ASVs classified by MEGAN as Acari, Collembola, and Coleoptera were
processed with metaMATE (Andújar et al., 2021). MetaMATE evaluates the
survival of ASVs under alternative filtering procedures based on the
relative abundance of co-distributed ASVs. Briefly, the application of
metaMATE involves a six-step procedure: (i) identification of verified
authentic ASVs (va-ASVs) by 100% matching against a reference COI
sequence; (ii) identification of ASVs including indels or STOP codons as
verified non-authentic ASVs (vna-ASVs); (iii) generation of a community
table with read-counts (ASV abundance) by sample against the complete
collection of reads (i.e., before the dereplicating and denoising steps)
using Usearch (-search_exact option); (iv) filtering with a range of
criteria and threshold values; (v) evaluation of the survival of va-ASVs
and vna-ASVs, and (vi) estimation of the predicted number of a-ASVs and
na-ASVs, for every filtering iteration. Filtering parameters can thus be
chosen according to desired stringency for the survival of a-ASVs and
na-ASVs. (see Andújar et al. , 2021 for further details)
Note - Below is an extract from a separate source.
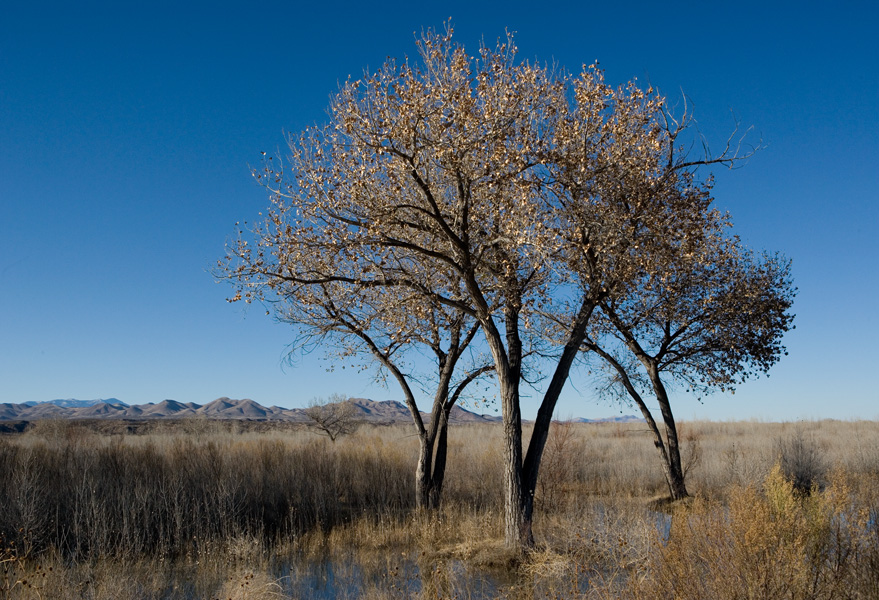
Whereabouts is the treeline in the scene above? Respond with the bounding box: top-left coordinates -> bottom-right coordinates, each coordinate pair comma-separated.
0,426 -> 420,559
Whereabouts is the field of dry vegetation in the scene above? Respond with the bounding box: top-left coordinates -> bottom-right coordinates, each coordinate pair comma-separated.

The following input files were used to run MetaMATE: (i) the set of
unique ASVs (-A option); (ii) a reference dataset (-R) for the
identification of va-ASVs, including all BOLD sequences for Acari,
Collembola, and Coleoptera (downloaded at May 2020) plus 1,011 sequences
from specimens collected at the Iberian Peninsula and the Canary
Islands; (iii) all reads prior to the dereplicating and denoising steps
(-L), and; (4) the specification file including filtering criteria and
parameters to be evaluated (-S) (parameters used: –refmatchlength 350
–refmatchpercent 100 –expectedlength 418). Filtering was explored
using both (i) minimum absolute and minimum percentage abundance by
library and (ii) minimum percentage abundance by library and lineages at
20% divergence, and all pair combinations of these (See MetaMATE
tutorial for details). Analyses were conducted independently for Acari,
Coleoptera, and Collembola. Filtering parameters were selected for each
taxon to maximize the number of surviving va-ASVs while maintaining the
predicted contribution of na-ASVs to the final dataset to be ≤ 5%.
Finally, the filtered set of ASVs was further filtered to reduce any
potential cross-contamination problems across samples by removing ASVs
with four or fewer reads from each library. Community tables of fully
filtered haplotypes were then transformed into incidence
(presence/absence) data for further analyses.